As contas externas do Brasil registraram um déficit de US$ 6,036 bilhões em março, conforme divulgado pelo Banco Central nesta sexta-feira (24). Esse valor representa mais que o dobro do déficit de US$ 2,930 bilhões observado no mesmo mês de 2025, nas transações correntes, que incluem compras e vendas de mercadorias e serviços, além de transferências de renda com outros países.
Após três meses consecutivos de redução no déficit, o resultado negativo nas transações correntes alcançou US$ 64,274 bilhões nos 12 meses encerrados em março, representando 2,71% do Produto Interno Bruto (PIB). Em comparação, no período de 12 meses encerrado em março de 2025, o déficit foi de US$ 74,383 bilhões, ou 3,47% do PIB.
A piora no saldo de março deste ano, em relação ao ano anterior, deve-se à redução de US$ 1,6 bilhões no superávit da balança comercial de bens, impulsionado pelo aumento das importações. Além disso, houve um aumento de US$ 1,1 bilhão no déficit em renda primária e de US$ 600 milhões no déficit em serviços.
De acordo com o Banco Central, as transações correntes mantêm um cenário robusto e, apesar do aumento recente, há uma tendência de redução no déficit em 12 meses desde setembro de 2025. O déficit das contas externas está sendo financiado por capitais de longo prazo, principalmente através de investimentos diretos no país (IDP), que somaram US$ 6,037 bilhões em março deste ano, comparados a US$ 6,295 bilhões no mesmo mês de 2025.
Em 12 meses até março, os investimentos diretos totalizaram US$ 75,660 bilhões, representando 3,18% do PIB, em comparação a US$ 75,918 bilhões no mês anterior e US$ 74,078 bilhões no período encerrado em março de 2025. No mercado doméstico, houve uma retirada líquida de US$ 2,867 bilhões em investimentos em carteira, principalmente em títulos de dívida, no mês passado.
O estoque de reservas internacionais do Brasil atingiu US$ 362,002 bilhões em março, uma redução de US$ 9,072 bilhões em comparação ao mês anterior.
As exportações de bens em março totalizaram US$ 31,738 bilhões, um aumento de 9,5% em relação ao mesmo mês de 2025. As importações, por sua vez, chegaram a US$ 26,118 bilhões, representando um crescimento de 19,9% na comparação anual.
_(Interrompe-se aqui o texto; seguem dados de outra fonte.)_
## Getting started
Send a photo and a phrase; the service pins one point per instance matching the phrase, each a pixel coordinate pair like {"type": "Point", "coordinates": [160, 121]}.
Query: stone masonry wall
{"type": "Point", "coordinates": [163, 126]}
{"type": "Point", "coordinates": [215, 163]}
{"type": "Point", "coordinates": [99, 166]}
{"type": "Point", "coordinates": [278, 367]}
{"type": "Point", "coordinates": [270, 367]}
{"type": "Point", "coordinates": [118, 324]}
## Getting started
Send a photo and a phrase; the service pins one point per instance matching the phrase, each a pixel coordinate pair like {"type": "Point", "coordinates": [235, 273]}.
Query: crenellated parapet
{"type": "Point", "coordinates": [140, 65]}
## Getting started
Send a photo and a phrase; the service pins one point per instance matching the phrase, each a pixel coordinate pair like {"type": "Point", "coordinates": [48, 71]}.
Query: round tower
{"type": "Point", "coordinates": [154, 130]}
A balança comercial fechou com um superávit de US$ 5,620 bilhões, em contraste com o saldo negativo de US$ 7,219 bilhões em março de 2025.
O déficit na conta de serviços atingiu US$ 4,785 bilhões no mês passado, comparado a US$ 4,216 bilhões em março de 2025. O déficit em renda primária foi de US$ 7,384 bilhões, 17,8% acima do registrado no mesmo mês do ano anterior. A conta de renda secundária apresentou um superávit de US$ 512 milhões, em comparação a US$ 335 milhões em março de 2025.